È soprattutto il premier ungherese, Viktor Orbán, a esultare per il ritorno sulla scena politica di uno stretto alleato nella sua politica di opposizione a Bruxelles sull’Ucraina e non solo. A questo si aggiunge un altro appuntamento elettorale cruciale, che vede Orbán sperare in una riconferma del partito Diritto e Giustizia di Mateusz Morawiecki alle elezioni in Polonia di domenica (15 ottobre). In questo scenario Slovacchia, Ungheria e Polonia potrebbero imporre una linea durissima al Gruppo di Visegrád – alleanza che comprende anche la Repubblica Ceca – nel disturbare l’azione dell’Unione Europea in numerosi campi, tra cui lo Stato di diritto, la politica di transizione verde e le riforme interne all’Ue (tra cui un possibile abbandono graduale dell’unanimità in Consiglio).

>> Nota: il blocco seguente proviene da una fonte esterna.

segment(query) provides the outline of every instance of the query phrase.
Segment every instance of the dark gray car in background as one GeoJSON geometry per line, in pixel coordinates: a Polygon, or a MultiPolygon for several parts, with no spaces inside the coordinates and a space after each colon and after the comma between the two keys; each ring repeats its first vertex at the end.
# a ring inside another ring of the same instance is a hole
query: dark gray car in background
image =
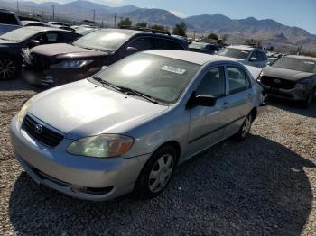
{"type": "Polygon", "coordinates": [[[169,32],[102,29],[72,43],[42,45],[25,54],[25,67],[34,83],[57,86],[80,80],[131,54],[148,50],[188,49],[169,32]]]}
{"type": "Polygon", "coordinates": [[[0,35],[0,80],[16,77],[21,71],[22,50],[41,44],[73,41],[81,35],[51,27],[29,26],[0,35]]]}
{"type": "Polygon", "coordinates": [[[316,94],[316,59],[283,57],[263,69],[258,82],[265,95],[300,101],[308,107],[316,94]]]}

Per tutte queste ragioni i socialdemocratici europei stanno valutando quali contromisure prendere. Il partito Smer è associato al Partito del Socialismo Europeo (Pse) – a differenza di quello di Pellegrini che non è mai entrato – e lo stretto legame tra Fico e Orbán, oltre alla posizione sull’Ucraina, pone degli enormi interrogativi sull’appartenenza alla stessa famiglia del Partito Democratico italiano, del Partito Socialdemocratico tedesco o del Partito Socialista Operaio spagnolo. Il partito di Fico è stato già sospeso dal Pse per dieci mesi nel 2006, dopo la formazione della prima coalizione di governo con il Partito Nazionale Slovacco – scenario che si ripresenterà a breve – e ha rischiato la sospensione nel 2015 per la dura retorica anti-migrazione, ma non sono mai state prese misure drastiche come l’espulsione. Ma le elezioni del 30 settembre e la formazione di un nuovo governo con l’estrema destra rappresentano un punto di non ritorno.